By Leshi Adebayo
The Lagos state Commissioner for Health, Prof. Akin Abayomi disclosed on Tuesday that the resident doctors in the state embarked on the said strike with their national association in solidarity .
In his words, “If you notice, the strike has been called by the national association, and each state association is compelled to comply irrespective of what is happening in their respective states. In Lagos States, we take the medical fraternity very seriously. We’ve tried to address all the issues.
Also, he said, “Lagos is doing quite well in terms of meeting the demands of our colleagues, but we are part of a country. The doctors in Lagos are out on strike in sympathy with their national association and that is their right to do that, but we are doing our best and the governor is very serious about the situation. We are doing our best always, not because of the strike; we’ve always been engaging with medical associations. We are sympathetic to their cause, their grievances and we are addressing them one by one.”
On the other hand, President of the Association of Resident Doctors, Lagos State University Teaching Hospital chapter, Dr Azeez Ojekunle encouraged the Lagos State Government to meet the demands of the striking doctors.
In an interview with the press on Wednesday, The ARD LASUTH President disagreed with the Commissioner, citing that there were some outstanding issues that the state government left unattended to.
He said, “The Commissioner is wrong, if there should be any part of solidarity, it will be the other way round, the national paying solidarity with us in Lagos State. One of the issues that triggered this strike is a circular emanating from the state government approving the removal of house officers and NYSC doctors from the scheme of service. Although the state referred to a circular from the Federal Government, they have, however, gone ahead to fast-track the approval.
He continued, “As it stands, we have many issues here in Lagos State aside from this issue of circular. We are yet to have the Medical Residency Training Fund Act implemented. Although, the state government has made some commitments in this regard, the end product is what is important,” Ojekunle said.
He complained about the shortage of resident doctors at LASUTH, citing that many young doctors fled the state in search of greener pastures abroad. In his words, “There is continuous massive brain drain which is affecting and causing acute shortage of manpower in the hospital.
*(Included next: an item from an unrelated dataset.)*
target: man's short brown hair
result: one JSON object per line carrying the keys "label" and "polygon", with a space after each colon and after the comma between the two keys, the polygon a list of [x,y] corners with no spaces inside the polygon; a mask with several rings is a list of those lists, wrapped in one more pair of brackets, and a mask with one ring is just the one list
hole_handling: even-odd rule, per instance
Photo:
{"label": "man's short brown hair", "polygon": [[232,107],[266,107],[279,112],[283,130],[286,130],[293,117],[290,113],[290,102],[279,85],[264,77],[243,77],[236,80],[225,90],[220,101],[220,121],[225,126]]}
Right now, we have a deficit of over 150 residents and house officers that need to be recruited to be able to have a commensurate figure with the doctor-to-patient ratio. We need more hands; many of our colleagues are leaving the country.”
“Ideally, we should have one consultant to three resident doctors as stipulated by training colleges. Right now, we have about 150 consultants in LASUTH, we should have 450 resident doctors, but we have just 312, President Azeez Ojekunle said.